If the columns are spread across a number of tables, I'd expect to use a stored procedure that did the update work, and received all those parameters from the application. But, probably, you can't pass 5000 parameters to a stored procedure. So, now you're having to break the command up into multiple (maybe even 100 or more) distinct invocations. Heavy-ish on the application and the network, but not so heavy as to push the work over 1 second.

Now, you have to look at 100+ commands, each passing related data to the database - what's the best architecture. You probably need to ensure that the row(s) that will receive that data don't present a partial/incomplete picture to the app(s) that read that/those rows.

You could run the commands in a transaction, and have the application(s) that read the row use a safe isolation level.

What I'd do, however, is create a working table that will temporarily hold the data from the application; 100 commands can insert into this table without affecting the state of the rest of the database. Each row inserted will have an application-generated pseudo-transaction id. When all data is transferred, a final command invokes a stored procedure, taking perhaps just one parameter (the pseudo-transaction ID), perhaps more (row identifier(s) for the destination rows). That stored procedure begins a database transaction, moves the data from the holding table into its final destination, deletes the data from the holding table and commits the transaction.

This approach removes the application/network round-trip time from the elapsed time within the database transaction. You'll still need to use an appropriate isolation level for the consumers of the data, but performance will be better.

APPROACHING THE PROBLEM FROM A DIFFERENT DIRECTION...
5000 values to insert into a single row (or set of related rows) is VERY unusual. Now, perhaps your application is just that unusual and its exactly the right thing to do.

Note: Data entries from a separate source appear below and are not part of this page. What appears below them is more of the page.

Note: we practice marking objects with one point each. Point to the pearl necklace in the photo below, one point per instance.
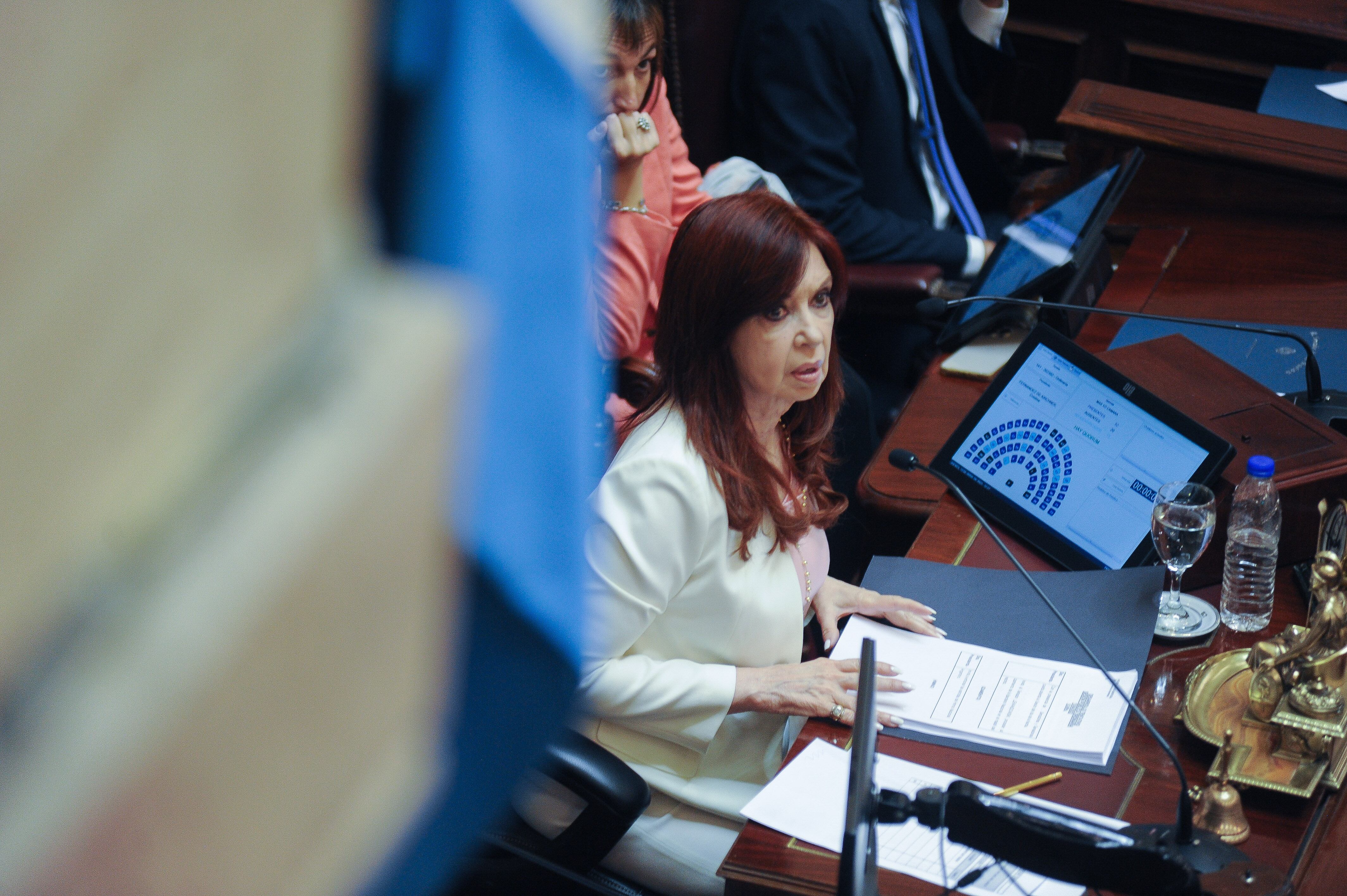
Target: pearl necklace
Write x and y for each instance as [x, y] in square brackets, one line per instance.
[805, 504]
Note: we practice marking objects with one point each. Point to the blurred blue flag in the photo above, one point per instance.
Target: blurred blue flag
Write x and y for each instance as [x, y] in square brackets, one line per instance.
[483, 166]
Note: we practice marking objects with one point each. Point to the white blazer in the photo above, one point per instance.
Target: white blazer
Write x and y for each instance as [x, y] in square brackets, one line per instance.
[674, 612]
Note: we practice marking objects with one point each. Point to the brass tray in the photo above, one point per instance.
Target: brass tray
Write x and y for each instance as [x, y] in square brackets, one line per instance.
[1216, 700]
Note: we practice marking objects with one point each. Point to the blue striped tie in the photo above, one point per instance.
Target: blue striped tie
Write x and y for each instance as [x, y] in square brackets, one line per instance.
[934, 134]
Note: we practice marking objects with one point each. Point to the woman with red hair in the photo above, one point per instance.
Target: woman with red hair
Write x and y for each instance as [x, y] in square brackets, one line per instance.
[708, 553]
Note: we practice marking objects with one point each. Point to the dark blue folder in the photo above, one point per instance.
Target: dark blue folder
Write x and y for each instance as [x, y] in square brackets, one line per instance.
[1291, 95]
[1114, 611]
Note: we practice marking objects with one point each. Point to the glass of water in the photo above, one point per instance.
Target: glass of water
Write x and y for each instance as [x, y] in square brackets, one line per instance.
[1182, 523]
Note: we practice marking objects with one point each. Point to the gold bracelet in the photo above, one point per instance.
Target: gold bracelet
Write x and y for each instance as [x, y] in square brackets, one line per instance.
[613, 205]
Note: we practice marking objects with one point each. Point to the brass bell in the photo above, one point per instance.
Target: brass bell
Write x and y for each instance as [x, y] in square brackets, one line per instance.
[1217, 808]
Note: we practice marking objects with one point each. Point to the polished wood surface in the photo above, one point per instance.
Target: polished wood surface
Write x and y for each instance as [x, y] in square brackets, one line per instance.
[1216, 257]
[1206, 130]
[1218, 52]
[1317, 18]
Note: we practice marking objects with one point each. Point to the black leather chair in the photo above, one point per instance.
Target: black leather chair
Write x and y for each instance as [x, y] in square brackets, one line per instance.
[519, 860]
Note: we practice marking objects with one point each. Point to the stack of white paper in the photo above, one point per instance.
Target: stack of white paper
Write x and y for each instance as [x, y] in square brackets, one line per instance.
[807, 801]
[1056, 711]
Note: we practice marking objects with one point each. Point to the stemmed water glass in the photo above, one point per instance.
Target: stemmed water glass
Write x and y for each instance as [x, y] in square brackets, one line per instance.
[1182, 522]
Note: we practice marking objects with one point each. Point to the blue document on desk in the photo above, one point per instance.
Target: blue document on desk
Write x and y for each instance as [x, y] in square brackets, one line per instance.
[1294, 93]
[1114, 611]
[1276, 363]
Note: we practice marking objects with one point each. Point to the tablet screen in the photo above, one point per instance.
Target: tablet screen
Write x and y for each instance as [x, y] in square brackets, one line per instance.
[1042, 243]
[1077, 456]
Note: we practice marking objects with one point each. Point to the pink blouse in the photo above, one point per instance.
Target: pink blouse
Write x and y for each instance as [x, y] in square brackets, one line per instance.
[631, 264]
[811, 561]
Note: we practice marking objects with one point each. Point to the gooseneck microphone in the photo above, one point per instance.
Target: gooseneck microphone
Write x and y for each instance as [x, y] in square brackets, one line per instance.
[1325, 406]
[1205, 853]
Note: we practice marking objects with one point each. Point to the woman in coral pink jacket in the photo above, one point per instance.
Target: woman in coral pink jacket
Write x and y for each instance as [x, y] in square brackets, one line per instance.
[653, 188]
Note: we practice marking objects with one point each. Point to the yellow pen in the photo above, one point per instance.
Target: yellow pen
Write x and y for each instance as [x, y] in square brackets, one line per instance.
[1038, 782]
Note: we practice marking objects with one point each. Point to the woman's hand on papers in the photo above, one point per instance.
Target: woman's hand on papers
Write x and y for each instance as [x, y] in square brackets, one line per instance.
[811, 689]
[837, 599]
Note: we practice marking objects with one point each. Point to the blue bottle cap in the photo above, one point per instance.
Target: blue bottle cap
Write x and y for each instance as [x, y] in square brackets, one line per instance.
[1261, 465]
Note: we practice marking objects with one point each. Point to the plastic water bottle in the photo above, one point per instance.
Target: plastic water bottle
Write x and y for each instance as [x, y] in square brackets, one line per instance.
[1252, 550]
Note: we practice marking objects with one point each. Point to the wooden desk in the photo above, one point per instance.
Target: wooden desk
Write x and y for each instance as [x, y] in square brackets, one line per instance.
[941, 402]
[1234, 269]
[1300, 837]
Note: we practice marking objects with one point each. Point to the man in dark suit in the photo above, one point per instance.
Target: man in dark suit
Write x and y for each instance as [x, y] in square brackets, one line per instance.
[862, 108]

Perhaps, however, there are ways of reorganising your data flow, or data storage architecture, that simply makes the problem go away.

If you're receiving a steady flow of data, then batching it into 5k items in a batch is perhaps unnecessary.

Storage-wise; it may be better to store the 5k values as 5k rows in a table with columns such as: ParentEntity (a foreign key to the owning object), Name, Value. Now, you just don't need a super-wide table (rarely a good idea, anyway) and you can send the data to the database in smaller chunks.

There may be an intermediate data architecture - maybe your 5k values can meaningfully be grouped into subsets of related data which can (and perhaps, should) be sent to the database in groups.

HTH,
Chris
 
Share this answer
 
Comments
thatraja 17-Oct-13 6:27am    
Nice, 5!
You can use sqlite to perform this operation.
 
Share this answer
 

This content, along with any associated source code and files, is licensed under The Code Project Open License (CPOL)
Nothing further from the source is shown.